Yes, I know. Hefty title. But I'm going to toss in my own two cents regarding Obama's latest troubles that surround his pastor, Rev. Jeremiah Wright.
Rev. Wright is a very controversial figure. On one hand, he is a highly talented speaker who knows how to capture the attention of his audience. On the other hand, he is also the author of some extremely divisive rhetoric that has landed one of his congregants (who happens to be running for President) into hot water.
The latest development shows Sen. Obama is trying to distance himself from Rev. Wright. I have to ask what took him so long. Although I have heard the argument that "people shouldn't be judged by who they associate with," I humbly submit that this should not apply to one of the most personal parts of our life - namely our faith.
People choose a church for a variety of reasons. Maybe they grew up in that particular denomination. Maybe their church gave them a free soft drink and invited them to visit. Or maybe it's the closest church to them. Whatever the reason, people end up visiting a church to see if they fit in and if the church fits in with their values. If it's not a good fit, most people leave and search for something else.
I see a problem with Sen. Obama's choice of attending Chicago's Trinity United Church of Christ, although it isn't the problem others may see. First, Sen. Obama, for whatever reasons, found something with this church that aligned with his values. There was something about this church that resonated with him. If not and he still decided to stay, then the reasons seem more opportunistic. In other words, what does a membership to Chicago's Trinity United Church of Christ prove? Some would say an agreement with Black Liberation Theology. Other's would say it underscores a commitment to racial identity. Whatever the reasons, Sen. Obama and his family belonged to this church for years.
The main problem I see is Sen. Obama's inability to admit his faith in the public square. Pope Benedict XVI nailed this issue with his recent visit to the United States. As believers, we should not be relegated to a social Siberia when it comes to allowing our faith to have a voice. I should not be required to disengage myself from my faith because my faith does, in fact, permeate my entire life. I'm not forcing anyone to convert to my faith, but neither do I think it's fair to force me to be silent. Everyone has a faith in something, whether it's God or the Yankees. But a person of true conviction will take a stand no matter what.
Sen. Obama, in my eyes, has not taken a stand for what he truly believes in. I am left with two conclusions: Either Sen. Obama didn't agree with Rev. Wright's rants or he did agree with them. If it's the former, then he was simply using the church for credibility among African-American voters. If it was the latter, then he has been bullied into not sharing his faith in the public square.
My opinion is that it's actually a mix. Sen. Obama and his wife may have agreed with some of Rev. Wright's messages and not others. But they are caught between a rock and a hard place.
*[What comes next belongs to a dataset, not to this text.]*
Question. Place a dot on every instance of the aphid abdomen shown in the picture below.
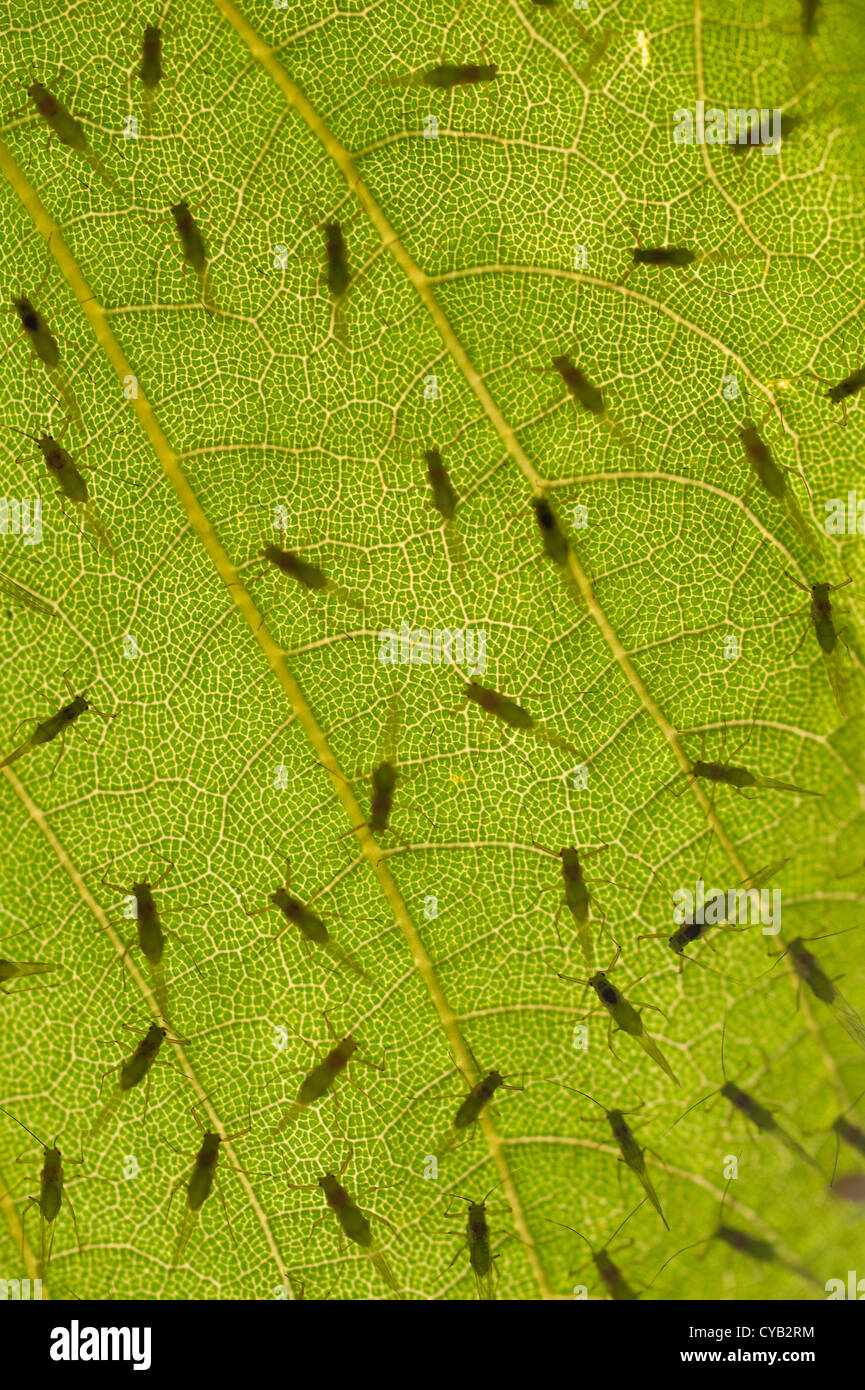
(444, 496)
(316, 1083)
(338, 273)
(150, 71)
Sen. Obama cannot now confess that he actually agrees with Wright. It would not be in his favor. But not supporting his pastor also can damage his relationship with Wright and look like he's a wimp when it comes to defending your faith.
Finally, I look at this whole mess and think how much simpler it would be if Sen. Obama was Catholic. This is yet another reason why I am falling in love with my Catholicism. If I attended a parish that had a priest who was waaaay out there, and say I was running for political office; I could say simply, "Well, then. Father Peter Progressive does have some interesting views but first and foremost, I am a Catholic who upholds the church's teachings on the sanctity of life, social justice, and living the gospel daily in my life." Or some such. You get the point.
Which brings me to a question I'd love to ask of Rev. Wright. If he's so intrigued with Black Liberation Theology and the thought that "white theology had no relevance as Christ's message because it was "not related to the liberation of the poor." (per James A Cone, whose book, A Black Theology of Liberation, is available at Trinity's bookstore), then where the heck has he been these past 2,000 years? The Catholic church, more than any other church I know of, has made ministry to the poor (and yes, liberation), one of the main ministries of the church. I suppose he's never heard of St. Elizabeth of Hungary or Mother Teresa, just to name two out of hundreds of saints who devoted their lives to the poor.
We are called to be accountable for our beliefs. Sen. Obama just got caught in the crossfire. I can't help but wonder what he really believes in, and if he'll ever be unashamed to say it.